Tagging my ARM NVidia Jetson machines with GPUs in my Kubernetes (k3s) cluster

We previously setup the cluster with GPUs, but since we want to get into using GPU acceleration, it’s important to be able to request these resources from the Kubernetes scheduler. Tagging the nodes will help Kubernetes tell the different between the Raspbery Pi and Jetson Xavier in [my-cluster-img]. Depending on your type of GPUs there are options for automatically labeling your nodes. Since I’ve got NVidia boards we’ll use the k8s-device-plugin to do the labeling of the nodes. For our machines, though, the containers out of the box do not run on ARM and the code does not detect Jetson chips.

Image of Raspbery Pis on top with Jetson Xaviers down bellow

Disabling un-needed checks

The Wind River folks have published a series of patches for NVidia and instructions. You can apply these patches by running the commands in [pathc_ex].

Example 1. Apply the Wind River patches to the ARM tagging.

patch -p1 < 0001-arm64-add-support-for-arm64-architectures.patch
patch -p1 < 0002-nvidia-Add-support-for-tegra-boards.patch

The third patch doesn’t quite apply cleanly, as the loading NVML code has changed a bit (namely, failOnInitErrorFlag has been added). However, if you take a look at the patch, you can manually apply it by looking for the "log.Println("Loading NVML")" statement and replacing that chunk of code with the new code (indicated by the +s in the patch file).

Building the arm image

Building the image with ARM support is now relatively simple.
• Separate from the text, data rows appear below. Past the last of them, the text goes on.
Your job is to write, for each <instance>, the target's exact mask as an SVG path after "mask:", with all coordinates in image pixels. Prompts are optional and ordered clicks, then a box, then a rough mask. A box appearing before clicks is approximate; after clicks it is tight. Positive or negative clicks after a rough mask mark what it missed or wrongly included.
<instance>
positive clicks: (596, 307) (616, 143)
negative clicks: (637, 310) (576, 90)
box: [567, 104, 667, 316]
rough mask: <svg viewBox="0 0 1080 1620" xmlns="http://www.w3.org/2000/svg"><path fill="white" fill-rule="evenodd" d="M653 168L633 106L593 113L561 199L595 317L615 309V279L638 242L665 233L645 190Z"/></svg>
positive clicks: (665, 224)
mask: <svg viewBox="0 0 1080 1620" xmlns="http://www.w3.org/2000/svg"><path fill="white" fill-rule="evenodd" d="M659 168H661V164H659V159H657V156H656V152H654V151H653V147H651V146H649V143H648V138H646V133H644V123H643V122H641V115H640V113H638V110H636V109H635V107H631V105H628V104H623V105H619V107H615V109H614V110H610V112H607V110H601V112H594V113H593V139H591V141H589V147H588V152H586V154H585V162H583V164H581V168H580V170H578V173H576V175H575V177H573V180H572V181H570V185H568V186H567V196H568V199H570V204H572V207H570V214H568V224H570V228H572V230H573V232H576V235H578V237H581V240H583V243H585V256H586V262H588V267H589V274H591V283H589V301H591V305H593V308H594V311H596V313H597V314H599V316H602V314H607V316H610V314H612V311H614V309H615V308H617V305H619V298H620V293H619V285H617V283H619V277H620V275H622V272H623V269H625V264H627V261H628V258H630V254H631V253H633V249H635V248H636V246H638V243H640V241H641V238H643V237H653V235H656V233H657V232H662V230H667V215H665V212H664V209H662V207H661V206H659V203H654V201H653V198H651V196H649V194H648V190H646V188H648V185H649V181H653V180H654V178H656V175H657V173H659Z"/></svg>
If you’re running on an ARM machine you can just build as normal, e.g. docker build -t holdenk/k8s-device-plugin-arm:v0.7.0.1 -f ./docker/arm64/Dockerfile.ubuntu16.04 .

Otherwise, assuming you’ve set up cross-building, you can use buildx and just specify one platform, docker buildx build -t holdenk/k8s-device-plugin-arm:v0.7.0.1 --platform linux/arm64 --push -f ./docker/arm64/Dockerfile.ubuntu16.04 .

Building a multi-arch image

If you have a mix of ARM and x86 machines in your cluster (as I do), having just an ARM image makes deployment a bit difficult. Thankfully we can update the Dockerfile to make it multi-arch by adding the ARG TARGETARCH and taking out the hardcoded arm64 references. For the --platform=arm64 we can just go ahead and remove them, and for the wget, we can replace arm64 with ${TARGETARCH}.

Now, assuming you’ve got your multi-arch Docker build environment set up, you can cross-build this with, docker buildx build -t holdenk/k8s-device-plugin:v0.7.0.1 --platform linux/arm64,linux/amd64 --push -f ./docker/multi/Dockerfile.ubuntu16.04 ..

Updating the YAML & deploying.

Once you’ve built your container image, you’ll need to update the image in nvidia-device-plugin.yml to point to your custom version. You can then deploy it with kubectl apply -f nvidia-device-plugin.yml.

Conclusion

Tagging your nodes with GPU resources is an important part of being able to take advantage of your cluster resources. While the NVidia tagger does not yet support Jetson boards out of the box, there are only a few small patches needed to get it working.